Per farla breve, si trattava di conoscenti milanesi (fra i quali mi sembrò di udire anche un cognome di rango), che avevano deciso di trascorrere quell’ultima nottata in un locale popolare del quartiere prima del ritorno a Milano. Ci furono grandi saluti, sorrisi, scambi di affettuose battute. Emilio chiese loro di attendere dieci minuti perché avrebbe fatto bere loro il miglior lambrusco della terra. Si doveva però andarlo a prendere a casa sua, a via Monterone distante solo poco piu di cento metri da piazza Farnese. Mi propose arditamente di usare la bici, ma anche se mi sentivo onorato di portarlo sulla canna avevo dei seri dubbi sulla funzionalità e la sicurezza di questo nuovo tipo di risciò. Alla fine optammo ragionevolmente per un rapido spostamento a piedi che tanto veloce non fu data la precaria tenuta delle gambe illanguidite dal bianco di Colonna. Ad ogni modo ebbe esito positivo, tempi ragionevoli e potei partecipare come mascotte del gruppo ad una girandola di rimembranze che andavano dalla liberazione di Milano, dalle storie di via Brera, dalla cicatrice di Emilio frutto di una scaramuccia con repubblichini e tedeschi ed altri interessanti episodi, fra scoppi di risa e battute, il tutto allietato e benedetto dalle tre bottiglie di Lambrusco.

Avevamo fatto le ore piccole quando la comitiva prese la strada del ritorno in albergo promettendo di rivedersi presto al nord.

Il locale rimase vuoto mentre Emilio, le braccia allungate sul tavolo, guardava davanti a sé con i pensieri rivolti forse al lontano passato. Poi si scosse e, volgendo lentamente la testa come la luce di un faro, osservò la stanza ormai nuda con l’oste Renato che, mezzo addormentato, stava lentamente scivolando dalla sedia.

“Renato!” farfugliò Emilio, “Cos’altro c’è rimasto?”.  L’oste si tirò su pian pianino con il volto rassegnato ai modi del professore. Quella sera sembrava che un’invasione di cavallette avesse ripulito il locale. Avvicinandosi alla ghiacciaia con un passo da condannato a morte aprì tutti gli sportelli.

“Guardi pure professò, stasera se so magnato tutto, puro er cibborio”. La ghiacciaia era infatti linda e pulita come per una pulizia pasquale. Emilio roteò il suo fascio ottico da muro a muro.
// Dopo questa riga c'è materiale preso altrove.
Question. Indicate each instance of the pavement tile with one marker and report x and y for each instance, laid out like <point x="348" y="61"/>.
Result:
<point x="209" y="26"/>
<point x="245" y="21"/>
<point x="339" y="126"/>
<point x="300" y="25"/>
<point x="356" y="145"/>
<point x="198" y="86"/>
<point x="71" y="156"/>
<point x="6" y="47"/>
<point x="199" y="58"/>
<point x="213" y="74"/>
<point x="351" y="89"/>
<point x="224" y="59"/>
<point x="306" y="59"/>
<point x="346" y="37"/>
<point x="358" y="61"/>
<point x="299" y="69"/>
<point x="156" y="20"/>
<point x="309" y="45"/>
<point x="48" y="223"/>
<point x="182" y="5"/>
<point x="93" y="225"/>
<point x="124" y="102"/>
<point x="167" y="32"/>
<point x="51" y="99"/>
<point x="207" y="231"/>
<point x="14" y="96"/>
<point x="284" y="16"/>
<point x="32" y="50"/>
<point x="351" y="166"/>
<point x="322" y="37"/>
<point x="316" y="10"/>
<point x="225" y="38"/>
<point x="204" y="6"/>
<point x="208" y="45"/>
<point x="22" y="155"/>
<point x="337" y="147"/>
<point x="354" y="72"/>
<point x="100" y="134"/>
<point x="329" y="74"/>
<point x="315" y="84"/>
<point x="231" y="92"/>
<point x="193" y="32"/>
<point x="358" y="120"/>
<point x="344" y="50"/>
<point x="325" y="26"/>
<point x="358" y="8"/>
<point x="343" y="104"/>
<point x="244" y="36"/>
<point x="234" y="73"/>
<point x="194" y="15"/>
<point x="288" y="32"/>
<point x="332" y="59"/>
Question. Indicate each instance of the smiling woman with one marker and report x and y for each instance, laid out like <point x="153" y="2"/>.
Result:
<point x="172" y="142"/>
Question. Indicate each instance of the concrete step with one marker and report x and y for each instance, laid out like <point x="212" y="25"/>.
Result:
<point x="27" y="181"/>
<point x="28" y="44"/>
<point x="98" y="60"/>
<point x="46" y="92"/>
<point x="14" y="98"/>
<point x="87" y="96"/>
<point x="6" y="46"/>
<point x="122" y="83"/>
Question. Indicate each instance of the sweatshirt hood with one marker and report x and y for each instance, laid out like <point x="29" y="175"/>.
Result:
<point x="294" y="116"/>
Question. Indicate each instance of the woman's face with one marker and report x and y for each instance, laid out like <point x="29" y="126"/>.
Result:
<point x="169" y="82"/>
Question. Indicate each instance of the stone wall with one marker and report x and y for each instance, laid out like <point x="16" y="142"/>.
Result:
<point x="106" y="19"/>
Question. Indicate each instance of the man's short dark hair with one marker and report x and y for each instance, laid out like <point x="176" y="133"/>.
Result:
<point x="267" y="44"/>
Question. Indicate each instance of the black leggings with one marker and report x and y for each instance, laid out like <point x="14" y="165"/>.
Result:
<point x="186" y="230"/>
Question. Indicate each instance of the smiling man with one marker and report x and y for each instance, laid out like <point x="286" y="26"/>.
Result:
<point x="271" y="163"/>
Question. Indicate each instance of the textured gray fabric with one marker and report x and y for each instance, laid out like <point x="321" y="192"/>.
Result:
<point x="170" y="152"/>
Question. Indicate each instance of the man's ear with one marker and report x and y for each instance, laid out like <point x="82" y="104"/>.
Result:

Di fronte, sulla bianca parete di fondo, su una lunga mensola di marmo candido, faceva spicco poggiata su un

niveo piatto verginale, una forma sferica, tondeggiante, dall’acceso color rosso rubino. Nel candore della scena

sembrava l’apparizione di un favoloso gioiello da rajà. “E quello che cos’è?” domandò Emilio indicando sospettosamente il pesante rubino lontano. “A professò, è un pommidoro”.  Scampato al pogrom sembrava che il frutto invece di passare inosservato, volesse fieramente sfidare il fatale, crudele destino dei suoi compagni.

“Un pomodoro?” esclamò rapito Emilio: e nell’aria si sciolse un’ode pindarica sulle virtù del frutto che aveva

varcato l’oceano per allietare con i suoi sapori, i suoi colori, i suoi aromi, i sensi di noi occidentali.

L’oste si alzò oramai annichilito, condusse il piatto davanti ad Emilio che brandendo un coltello, a mo’ di sacerdote azteco, compì l’ultimo sacrificio al sugo della nottata.

Uscendo dal locale, dopo qualche metro, udimmo lo schianto infernale e liberatorio della saracinesca rabbiosamente abbassata. Muovendoci con cautela accompagnai Emilio che, canticchiando a bassa voce versi saffici intercalati a qualche parola di una scurrile ballata meneghina, sorprendentemente ebbe soltanto una sbandata nello scendere dal marciapiede di Corso Vittorio per attraversarlo. Era ancora incredibilmente in forma e vitale dopo quella massacrante corvée e ci salutammo caldamente affidando al destino la prossima occasione di incontro.

Tornai in piazza Farnese; fortunatamente la mia quarta bicicletta era ancora salva, ancorata alla ringhiera della fontana. Mi accomodai sul sellino e in un silenzio irreale rotto solo dallo sgocciolio argentino delle due fontane, mentre, come dice il poeta “le stelle cominciavano ad impallidire”, pedalando con leziose evoluzioni fra le quinte immobili del quartiere, mi diressi verso lo studio.